Thursday, June 9, 2011

Nigerian speaker Dimeji Bankole arrested

 


Dimeji Bankole is the outgoing speaker of Nigeria's house of representatives. Photograph: Akintunde Akinleye/Reuters


Nigeria's anti-corruption agency has arrested one of the country's leading politicians on suspicion of defrauding the country, an official said.
Officers arrested outgoing speaker of the house of representatives, Dimeji Bankole, at his home in Abuja on Sunday, after he resisted arrest for more than four hours, said Femi Babafemi, a spokesman for the economic and financial crimes commission.

Dimeji Bankole
Outgoing speaker arrested by
 anti-corruption agency on suspicion
 of fraud after four-hour
standoff at his home in Abuja
Babafemi gave no additional details about the allegations facing Bankole, other than to say that he would be held "in custody to enable him to have sufficient time to answer questions on the numerous fraud allegations against him".
Bankole apparently refused several requests by officials to be interviewed.
"An intelligence report ... showed that the former speaker was planning to leave Abuja for Lagos on Sunday evening and thereafter flee the country through an illegal route," a statement from Babafemi read.
It was not immediately clear if Bankole had a lawyer. His spokesman, Idowu Bakare, previously issued a statement saying Bankole "never benefited" from his position, including taking a more than $66m (£40m) loan from United Bank for Africa PLC for his office. That was on top of his annual salary and money already budgeted for his office, which runs into the millions of dollars.
Positions in Nigeria's national assembly are highly lucrative, where even low-ranking members earn more than $1m in salaries and benefits, plus the ability to direct a swollen budget in a nation where billions in oil revenues routinely go missing.

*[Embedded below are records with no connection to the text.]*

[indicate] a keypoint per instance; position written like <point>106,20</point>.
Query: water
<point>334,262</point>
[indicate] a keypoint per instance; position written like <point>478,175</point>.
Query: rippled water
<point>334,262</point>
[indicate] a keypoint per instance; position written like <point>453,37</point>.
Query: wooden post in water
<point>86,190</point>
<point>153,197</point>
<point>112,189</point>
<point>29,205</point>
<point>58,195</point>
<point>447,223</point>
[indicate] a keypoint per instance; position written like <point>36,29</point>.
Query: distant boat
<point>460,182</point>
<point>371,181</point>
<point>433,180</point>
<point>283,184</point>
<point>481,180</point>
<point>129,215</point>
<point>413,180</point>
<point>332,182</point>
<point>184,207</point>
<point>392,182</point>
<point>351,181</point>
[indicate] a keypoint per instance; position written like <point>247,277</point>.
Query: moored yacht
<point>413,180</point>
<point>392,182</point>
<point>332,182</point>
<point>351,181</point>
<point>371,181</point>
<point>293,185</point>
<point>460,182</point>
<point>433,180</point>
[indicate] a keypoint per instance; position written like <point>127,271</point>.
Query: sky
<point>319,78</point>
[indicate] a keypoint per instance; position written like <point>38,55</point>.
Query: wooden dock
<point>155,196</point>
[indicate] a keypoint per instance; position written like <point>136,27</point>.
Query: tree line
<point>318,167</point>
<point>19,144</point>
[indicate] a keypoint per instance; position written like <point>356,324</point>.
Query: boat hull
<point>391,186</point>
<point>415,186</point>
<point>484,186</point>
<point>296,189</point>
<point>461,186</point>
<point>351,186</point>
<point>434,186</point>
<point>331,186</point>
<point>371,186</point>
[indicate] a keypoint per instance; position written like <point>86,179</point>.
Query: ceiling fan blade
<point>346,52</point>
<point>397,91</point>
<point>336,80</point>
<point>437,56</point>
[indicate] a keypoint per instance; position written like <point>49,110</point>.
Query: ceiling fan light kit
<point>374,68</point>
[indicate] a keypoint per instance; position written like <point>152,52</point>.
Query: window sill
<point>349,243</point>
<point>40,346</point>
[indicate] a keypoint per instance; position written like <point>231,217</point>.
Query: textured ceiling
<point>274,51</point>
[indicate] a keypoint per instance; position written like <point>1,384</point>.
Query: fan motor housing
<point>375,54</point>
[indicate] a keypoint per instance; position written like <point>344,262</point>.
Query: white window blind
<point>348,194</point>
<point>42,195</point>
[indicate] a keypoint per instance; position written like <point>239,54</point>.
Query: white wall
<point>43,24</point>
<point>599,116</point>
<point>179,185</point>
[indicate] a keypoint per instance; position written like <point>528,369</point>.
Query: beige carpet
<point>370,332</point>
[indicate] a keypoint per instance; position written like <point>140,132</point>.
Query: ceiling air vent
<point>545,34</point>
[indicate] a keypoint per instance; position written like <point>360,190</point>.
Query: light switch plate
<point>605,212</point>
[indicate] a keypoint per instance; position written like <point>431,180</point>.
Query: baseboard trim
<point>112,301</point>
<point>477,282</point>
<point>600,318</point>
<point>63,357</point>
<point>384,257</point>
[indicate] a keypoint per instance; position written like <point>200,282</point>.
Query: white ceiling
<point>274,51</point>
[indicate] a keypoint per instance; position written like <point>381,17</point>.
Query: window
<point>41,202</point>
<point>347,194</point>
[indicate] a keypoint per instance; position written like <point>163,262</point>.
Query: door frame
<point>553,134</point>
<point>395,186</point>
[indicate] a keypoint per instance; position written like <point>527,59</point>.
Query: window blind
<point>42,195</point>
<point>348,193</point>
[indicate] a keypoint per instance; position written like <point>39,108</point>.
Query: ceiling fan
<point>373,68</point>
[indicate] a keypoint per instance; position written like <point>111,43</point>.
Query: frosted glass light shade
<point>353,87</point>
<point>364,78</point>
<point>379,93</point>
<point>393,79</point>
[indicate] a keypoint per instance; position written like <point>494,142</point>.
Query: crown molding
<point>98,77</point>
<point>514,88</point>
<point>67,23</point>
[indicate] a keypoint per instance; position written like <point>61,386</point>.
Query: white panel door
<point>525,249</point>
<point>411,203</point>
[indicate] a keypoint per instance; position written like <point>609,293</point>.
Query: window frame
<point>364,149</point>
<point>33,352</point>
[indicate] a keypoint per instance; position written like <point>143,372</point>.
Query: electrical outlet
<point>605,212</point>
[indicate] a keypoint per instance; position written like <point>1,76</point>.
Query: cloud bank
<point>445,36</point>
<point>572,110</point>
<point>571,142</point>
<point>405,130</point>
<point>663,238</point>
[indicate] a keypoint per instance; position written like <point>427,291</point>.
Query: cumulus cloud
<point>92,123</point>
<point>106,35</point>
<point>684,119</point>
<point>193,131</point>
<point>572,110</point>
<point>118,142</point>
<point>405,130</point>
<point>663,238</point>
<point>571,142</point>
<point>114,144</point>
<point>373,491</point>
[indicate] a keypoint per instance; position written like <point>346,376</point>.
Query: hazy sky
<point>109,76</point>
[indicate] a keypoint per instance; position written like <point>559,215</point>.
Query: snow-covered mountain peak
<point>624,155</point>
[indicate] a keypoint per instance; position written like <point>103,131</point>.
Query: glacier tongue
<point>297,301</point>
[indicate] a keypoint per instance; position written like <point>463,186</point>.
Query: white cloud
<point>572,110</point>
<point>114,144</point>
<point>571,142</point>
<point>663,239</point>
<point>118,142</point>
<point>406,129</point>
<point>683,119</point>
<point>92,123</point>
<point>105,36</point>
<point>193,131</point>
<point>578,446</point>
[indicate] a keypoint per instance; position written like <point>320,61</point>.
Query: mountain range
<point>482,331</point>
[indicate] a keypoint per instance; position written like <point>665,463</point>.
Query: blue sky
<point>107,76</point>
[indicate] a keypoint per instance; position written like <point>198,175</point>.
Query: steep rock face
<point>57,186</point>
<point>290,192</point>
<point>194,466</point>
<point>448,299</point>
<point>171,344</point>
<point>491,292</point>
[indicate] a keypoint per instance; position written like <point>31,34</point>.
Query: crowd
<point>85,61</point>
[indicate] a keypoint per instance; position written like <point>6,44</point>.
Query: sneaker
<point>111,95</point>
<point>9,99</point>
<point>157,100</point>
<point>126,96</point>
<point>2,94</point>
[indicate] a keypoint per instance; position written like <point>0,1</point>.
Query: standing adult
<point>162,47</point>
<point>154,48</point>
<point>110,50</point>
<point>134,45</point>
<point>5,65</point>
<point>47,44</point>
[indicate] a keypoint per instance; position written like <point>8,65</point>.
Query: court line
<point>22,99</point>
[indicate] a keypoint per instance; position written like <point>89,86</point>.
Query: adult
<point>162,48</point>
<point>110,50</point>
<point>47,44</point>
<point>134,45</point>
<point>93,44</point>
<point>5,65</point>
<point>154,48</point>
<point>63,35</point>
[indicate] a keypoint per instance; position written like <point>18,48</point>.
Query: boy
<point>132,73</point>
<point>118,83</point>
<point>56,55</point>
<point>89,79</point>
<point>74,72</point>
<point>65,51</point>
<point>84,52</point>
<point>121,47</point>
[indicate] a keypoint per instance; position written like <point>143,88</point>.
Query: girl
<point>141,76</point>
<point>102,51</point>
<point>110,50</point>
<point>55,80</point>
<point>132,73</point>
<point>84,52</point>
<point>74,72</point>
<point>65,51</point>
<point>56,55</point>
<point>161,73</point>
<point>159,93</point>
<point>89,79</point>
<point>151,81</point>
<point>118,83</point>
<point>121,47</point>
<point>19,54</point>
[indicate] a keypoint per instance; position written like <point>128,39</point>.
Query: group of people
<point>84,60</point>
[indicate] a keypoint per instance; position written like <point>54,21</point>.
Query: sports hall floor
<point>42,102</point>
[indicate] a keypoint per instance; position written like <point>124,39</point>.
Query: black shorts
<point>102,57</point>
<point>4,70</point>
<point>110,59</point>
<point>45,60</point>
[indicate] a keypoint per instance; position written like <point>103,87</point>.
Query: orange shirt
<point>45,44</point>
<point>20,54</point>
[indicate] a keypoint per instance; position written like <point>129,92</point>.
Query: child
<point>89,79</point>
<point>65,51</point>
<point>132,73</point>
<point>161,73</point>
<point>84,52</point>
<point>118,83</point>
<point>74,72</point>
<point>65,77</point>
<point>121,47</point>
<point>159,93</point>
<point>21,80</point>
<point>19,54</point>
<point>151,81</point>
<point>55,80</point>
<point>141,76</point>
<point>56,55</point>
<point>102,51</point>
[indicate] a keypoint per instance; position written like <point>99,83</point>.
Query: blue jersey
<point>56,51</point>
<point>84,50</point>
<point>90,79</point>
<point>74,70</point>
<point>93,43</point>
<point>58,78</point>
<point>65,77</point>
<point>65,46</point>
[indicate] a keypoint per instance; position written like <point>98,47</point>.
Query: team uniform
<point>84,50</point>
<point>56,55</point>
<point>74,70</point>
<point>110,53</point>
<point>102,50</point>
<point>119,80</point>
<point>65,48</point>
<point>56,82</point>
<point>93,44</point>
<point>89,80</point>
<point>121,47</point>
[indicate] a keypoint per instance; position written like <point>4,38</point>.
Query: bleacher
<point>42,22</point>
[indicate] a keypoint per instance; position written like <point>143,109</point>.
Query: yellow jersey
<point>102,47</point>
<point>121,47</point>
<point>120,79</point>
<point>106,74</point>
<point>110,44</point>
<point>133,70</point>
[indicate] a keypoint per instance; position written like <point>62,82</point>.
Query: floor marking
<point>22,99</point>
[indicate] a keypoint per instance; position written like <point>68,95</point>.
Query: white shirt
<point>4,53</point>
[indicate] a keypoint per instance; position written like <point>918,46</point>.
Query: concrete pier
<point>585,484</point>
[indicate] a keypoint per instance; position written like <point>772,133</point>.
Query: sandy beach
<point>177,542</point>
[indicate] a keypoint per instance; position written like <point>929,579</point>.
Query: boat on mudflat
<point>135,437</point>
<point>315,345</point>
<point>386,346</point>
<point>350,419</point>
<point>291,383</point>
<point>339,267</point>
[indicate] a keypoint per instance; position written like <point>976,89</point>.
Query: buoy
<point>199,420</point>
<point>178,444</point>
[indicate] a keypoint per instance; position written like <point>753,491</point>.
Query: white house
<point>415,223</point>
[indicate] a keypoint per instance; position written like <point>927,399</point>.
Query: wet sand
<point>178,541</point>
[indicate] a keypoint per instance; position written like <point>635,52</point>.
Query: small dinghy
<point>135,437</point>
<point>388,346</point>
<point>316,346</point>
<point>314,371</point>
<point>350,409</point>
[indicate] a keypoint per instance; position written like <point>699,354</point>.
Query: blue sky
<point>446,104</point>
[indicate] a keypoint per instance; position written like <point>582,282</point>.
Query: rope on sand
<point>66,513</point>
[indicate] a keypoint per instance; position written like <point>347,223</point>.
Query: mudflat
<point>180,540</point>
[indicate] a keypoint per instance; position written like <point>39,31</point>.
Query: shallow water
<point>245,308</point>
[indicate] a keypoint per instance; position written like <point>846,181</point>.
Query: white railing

Bankole conceded defeat to an opposition party candidate in Nigeria's April elections, one of a number of prominent politicians who lost their seats in the national assembly.
Many pointed to Bankole's defeat as a sign that Nigeria's elections, typically marred by fraud and thuggery, had improved over the country's 12 years as a democracy. However, ballot-box stuffing and violence dominated later polls, with more than 800 people dying in religious rioting after the presidential election.
Nigeria, one of the top crude oil suppliers to the US, has a long history of corruption, with one officials once estimating the country has lost more than $380bn to corruption since gaining its independence from Britain in 1960. Corruption trickles down from corrupt politicians in Abuja to the lowest police officer shaking down bribes from motorists at one of the country's many traffic checkpoints.
Bankole's detention is the highest profile case in many months for the economic and financial crimes commission, founded by former President Olusegun Obasanjo in 2003. While critics say Obasanjo used the agency to go after his opponents, officers did make major arrests under then-chief Nuhu Ribadu.
After late President Umaru Yar'Adua's administration forced Ribadu out of office in 2008, the agency largely fell quiet. A US diplomatic cable released by WikiLeaks shows diplomats have questioned new agency leader Farida Waziri's preparedness and willingness to take on the country's powerful political elite. Waziri has been slow to prosecute many of the high-ranking politicians once under heavy scrutiny – even after Yar'Adua's death last year.